呼吸窮迫症候群 コキュウキュウハクショウコウグン

初診に適した診療科目

呼吸窮迫症候群はどんな病気?

新生児呼吸窮迫症候群は早産児に多い呼吸疾患です。肺の未成熟によって肺サーファクタントが産生されないか不足しているために発症します。肺サーファクタントは肺胞内側の表面を覆い、その表面張力を弱めて呼吸の際に肺胞が拡張した状態を保てるようにしています。早産児は肺サーファクタント産生が少ないためその可能性が高くなります。また、母親が糖尿病の場合に発症することもあります。

主な症状

呼吸窮迫症候群は呼吸不全の一種です。血液中に酸素を取り込むことができなくなってしまうため、呼吸がとてもはやく頻回になる頻呼吸、大きく口をあけて喘ぎながら呼吸をする呼吸困難、また酸素が不足するために唇などが青く変色するチアノーゼなどの症状がみられます。また、その結果、肺の中に液体成分がたまってしまう肺水腫の状態を併発することが多いです。

主な原因

呼吸窮迫症候群の原因は、肺胞が本来の状態を保てずにしぼむことによって起きます。
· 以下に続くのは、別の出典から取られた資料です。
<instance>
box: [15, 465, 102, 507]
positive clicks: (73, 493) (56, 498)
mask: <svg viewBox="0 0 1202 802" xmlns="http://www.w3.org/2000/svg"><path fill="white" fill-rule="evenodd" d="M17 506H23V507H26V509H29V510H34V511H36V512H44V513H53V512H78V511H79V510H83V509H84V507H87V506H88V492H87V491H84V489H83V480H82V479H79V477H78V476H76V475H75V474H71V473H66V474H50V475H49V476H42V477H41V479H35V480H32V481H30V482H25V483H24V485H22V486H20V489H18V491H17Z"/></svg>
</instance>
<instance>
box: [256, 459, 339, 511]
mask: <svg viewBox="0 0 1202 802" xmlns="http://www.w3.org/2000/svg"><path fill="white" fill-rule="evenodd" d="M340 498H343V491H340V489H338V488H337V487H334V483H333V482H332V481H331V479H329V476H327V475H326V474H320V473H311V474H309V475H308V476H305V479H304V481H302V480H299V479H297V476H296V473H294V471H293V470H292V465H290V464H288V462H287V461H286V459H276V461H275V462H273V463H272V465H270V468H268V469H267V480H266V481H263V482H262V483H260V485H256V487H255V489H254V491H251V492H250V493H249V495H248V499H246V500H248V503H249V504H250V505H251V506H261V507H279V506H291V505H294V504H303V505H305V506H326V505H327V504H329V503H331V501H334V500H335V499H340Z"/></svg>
肺の中でガス交換を行う肺胞は、膨らんでいる状態を維持するため、肺胞から表面の活性化物質を分泌しています。しかし、肺胞表面の活性化物質が不足したり分泌されなくなると、肺胞を膨らんだ状態で維持することが出来なくなります。そうして肺胞の形が潰れて、ガス交換が難しくなります。

主な検査と診断

呼吸窮迫症候群の検査方法は、呼吸困難など特有の症状が現れていないかを観察すること、血液中の酸素濃度の測定、胸部X線写真検査などがあります。新生児に発症するものでは、早産や母親が糖尿病などの疾患を持っている場合に発症リスクが高いので、出産時にすぐに検査、処置できる体制を整えています。敗血症などの重篤な症状の患者に起こる場合もあるので、観察を行い症状が現れたら検査を行います。

主な治療方法

呼吸窮迫症候群の治療法は、 管を肺に入れ人工呼吸器で呼吸補助を行いながら、出来るだけ早くサーファクタントを気管から肺に注入する治療が行われます。また仮死や胎便の吸引が原因ならば、肺の洗浄や強心薬などによる循環の補助の治療も同時に必要となってきます。術後ほとんどの人は2~3日で改善していきます。ただ発症する新生児は未熟性の子が多いため、それよりも長い間、人工呼吸器が必要になる可能性もあります。